È di un uccello del paradiso, ha detto il dottore al mattino scuotendo la testa, ancora più triste di sempre. E per tutta la notte non c’era modo di metterlo quieto, lui e la sua faccia bubbolosa, tirava gridi che neanche quando si scanna il maiale, poi, di colpo ha rovesciato gli occhi, è caduto tale e quale un pezzo di legno e al mattino non delirava più, era quieto, la fronte fresca, no, fredda, un po’ troppo quieto. Ma pazienza! Già, non venissero qui, che destino avrebbero? Un bambino con i capelli neri come il lucido da scarpe e il giorno prima se le era prese per bene, e ci voleva la lezione, ma chi poteva immaginarsi che una piuma se la fosse nascosta?

Brutto sgorbio deforme che quando sul lungomare era apparsa la principessa, si era alzato dalla brandina e arrancando con le sue gambe storte, era arrivato da lei. Non era una principessa, ma una Etuàl, che vuole dire una Stella, una Ballerina che tutti i principi e anche i re si inchinano a lei e quando per entrare in acqua ha sollevato le veste lunga bianchissima, così bianca che neanche la neve, potevi diventare cieco a guardarla; e quando ha sollevato l’orlo, lei no, non aveva le gambe storte come questi pollastrelli rachitici, scarti del creato che io mi chiedo perché Dio li mette la mondo, mi sia scusata l’ingiuria, non vorrei fosse bestemmia, la cancello, e lui il bambino lucido nero delirante era vicino a lei con le sue gambe ad arco, che anche fosse stato al sole fino a che le montagne sono tutte grattugiate nel mare, non sarebbero mai diventate dritte, come quelle della Stella luccicante di bianco e di piume. E noi allora, con gran dispiacere l’abbiamo vista, la Stella, arretrare, portarsi una mano alla bocca e un’altra sul cuore e le piume ondeggiavano come un uccello impazzito. E invece è caduto in mare, il cappello, e non so come quel rospetto rachitico sia riuscito a rubarlo e scappare.
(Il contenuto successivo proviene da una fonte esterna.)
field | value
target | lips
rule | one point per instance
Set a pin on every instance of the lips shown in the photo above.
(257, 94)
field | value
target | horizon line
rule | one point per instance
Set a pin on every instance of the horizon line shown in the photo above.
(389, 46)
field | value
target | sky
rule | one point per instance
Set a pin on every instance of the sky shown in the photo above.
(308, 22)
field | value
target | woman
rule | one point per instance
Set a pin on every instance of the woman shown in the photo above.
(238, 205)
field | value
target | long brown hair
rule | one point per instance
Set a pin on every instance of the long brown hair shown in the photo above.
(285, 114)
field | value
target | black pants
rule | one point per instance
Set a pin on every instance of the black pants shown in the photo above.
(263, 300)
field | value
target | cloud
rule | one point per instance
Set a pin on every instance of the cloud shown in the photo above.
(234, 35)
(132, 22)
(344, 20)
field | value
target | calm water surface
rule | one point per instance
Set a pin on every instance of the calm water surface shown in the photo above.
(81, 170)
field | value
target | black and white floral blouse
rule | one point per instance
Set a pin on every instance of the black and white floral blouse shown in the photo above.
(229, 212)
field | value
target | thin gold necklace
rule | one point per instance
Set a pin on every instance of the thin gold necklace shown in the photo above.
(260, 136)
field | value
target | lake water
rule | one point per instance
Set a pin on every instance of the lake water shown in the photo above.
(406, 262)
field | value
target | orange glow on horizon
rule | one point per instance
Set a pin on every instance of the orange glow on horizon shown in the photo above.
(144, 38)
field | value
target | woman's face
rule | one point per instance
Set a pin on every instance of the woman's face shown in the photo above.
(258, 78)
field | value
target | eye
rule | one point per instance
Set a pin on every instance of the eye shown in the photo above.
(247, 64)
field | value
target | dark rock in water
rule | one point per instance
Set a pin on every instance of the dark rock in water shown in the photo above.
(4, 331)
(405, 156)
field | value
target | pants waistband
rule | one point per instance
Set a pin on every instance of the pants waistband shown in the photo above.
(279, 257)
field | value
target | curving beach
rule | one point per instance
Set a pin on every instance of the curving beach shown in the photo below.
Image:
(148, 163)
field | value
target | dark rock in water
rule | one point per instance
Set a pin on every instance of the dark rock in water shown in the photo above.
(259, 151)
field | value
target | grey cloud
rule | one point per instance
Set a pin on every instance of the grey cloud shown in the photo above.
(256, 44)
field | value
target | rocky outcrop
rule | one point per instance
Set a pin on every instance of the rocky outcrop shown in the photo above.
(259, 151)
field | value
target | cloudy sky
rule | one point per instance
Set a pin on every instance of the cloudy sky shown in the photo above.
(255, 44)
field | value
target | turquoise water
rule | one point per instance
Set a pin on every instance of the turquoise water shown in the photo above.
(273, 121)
Dal palazzo in mezzo al mare, di fronte all’Excelsior, venivano le schioppettate e poi il tonfo e gli applausi: i piccioni con la coda mozzata cadevano in acqua dopo il volo scombinato, tutti applaudivano, si accendeva la musica a tratti. E il giorno dopo in spiaggia a mezzogiorno, quando al sole tutto diventa di vetro, anche l’aria, e siamo tutti bicchieri su un vassoio, mi sono sognata che anche noi ci avevano messo dentro una scatola, tiravano il filo, la scatola si apriva, noi scappavamo, ma il fucile era più veloce di noi. L’ho sentito dietro alla schiena, sono morta sparata, ho pensato: è la guerra? Ché il dottore il giorno prima aveva detto scuotendo la testa, È scoppiata la guerra, e invece era solo la suora che mi dava una pedata, lì dietro, che era ora di servire in tavola.
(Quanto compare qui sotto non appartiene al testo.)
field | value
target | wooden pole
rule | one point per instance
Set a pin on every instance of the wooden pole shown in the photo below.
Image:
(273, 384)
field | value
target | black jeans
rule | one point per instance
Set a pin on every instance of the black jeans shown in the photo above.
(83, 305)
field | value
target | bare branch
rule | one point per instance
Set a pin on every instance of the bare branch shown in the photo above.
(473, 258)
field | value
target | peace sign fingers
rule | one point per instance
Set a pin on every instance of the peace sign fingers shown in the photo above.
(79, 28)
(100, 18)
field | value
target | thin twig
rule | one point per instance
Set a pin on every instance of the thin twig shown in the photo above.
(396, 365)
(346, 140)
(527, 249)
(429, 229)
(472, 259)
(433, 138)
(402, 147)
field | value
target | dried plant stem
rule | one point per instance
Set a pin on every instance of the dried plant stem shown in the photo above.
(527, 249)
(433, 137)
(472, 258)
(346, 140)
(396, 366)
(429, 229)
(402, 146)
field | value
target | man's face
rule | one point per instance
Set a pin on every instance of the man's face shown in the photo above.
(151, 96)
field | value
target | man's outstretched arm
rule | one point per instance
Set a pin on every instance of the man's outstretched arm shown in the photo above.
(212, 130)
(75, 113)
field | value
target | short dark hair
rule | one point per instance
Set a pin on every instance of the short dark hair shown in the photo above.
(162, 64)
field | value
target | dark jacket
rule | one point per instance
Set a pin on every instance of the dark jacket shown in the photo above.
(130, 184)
E così io mi chiedo, perché dare scandalo, con i nostri visi butterati e scrofolosi, con i rosari di caviglie e polsi deformi a queste creature squisite di veli e piume, a questi signori e duchi armati delle loro vetture, avvolti nei loro sogni? Che vivono in case di cristallo portati in braccio da bei camerieri, su terrazze coronate di fiori?

Perciò insigni e devoti benefattori, vi supplico, trovate per noi un’altra spiaggia, lontana da questa, una spiaggia che di notte avvolta nel buio protegga i nostri oscuri destini e noi si possa ancora fare i bagni di mare e di sabbia e di sole, ma senza portare danno a queste squisite creature. Scintillate scintillate voi in vece nostra, scintilla bel mondo, noi da lontano guarderemo la scia, ne godremo protetti dal nostro buio.

Con devozione, Antonietta Diotiguardi, in nome dei poveri scrofolosi dell’Ospizio Marino del Lido.

Venezia, addì trentuno Luglio a.d. 1914

NdA

Da metà Ottocento fino allo scoppio della prima guerra mondiale, fu quasi un delirio collettivo: la fame di piume da indossare spinse velieri e piroscafi a solcare gli oceani verso le isole più remote perché tornassero con casse e casse della merce preziosa.

Così il cargo del Titanic, oltre a casse di liquori, carne, patate, tè, limoni, racchette e palline da tennis, cinque pianoforti a coda imballati, e molto altro, comprendeva anche dodici casse di piume di struzzo e undici di piume di altri uccelli, assicurate per un valore con cui solo i diamanti potevano competere.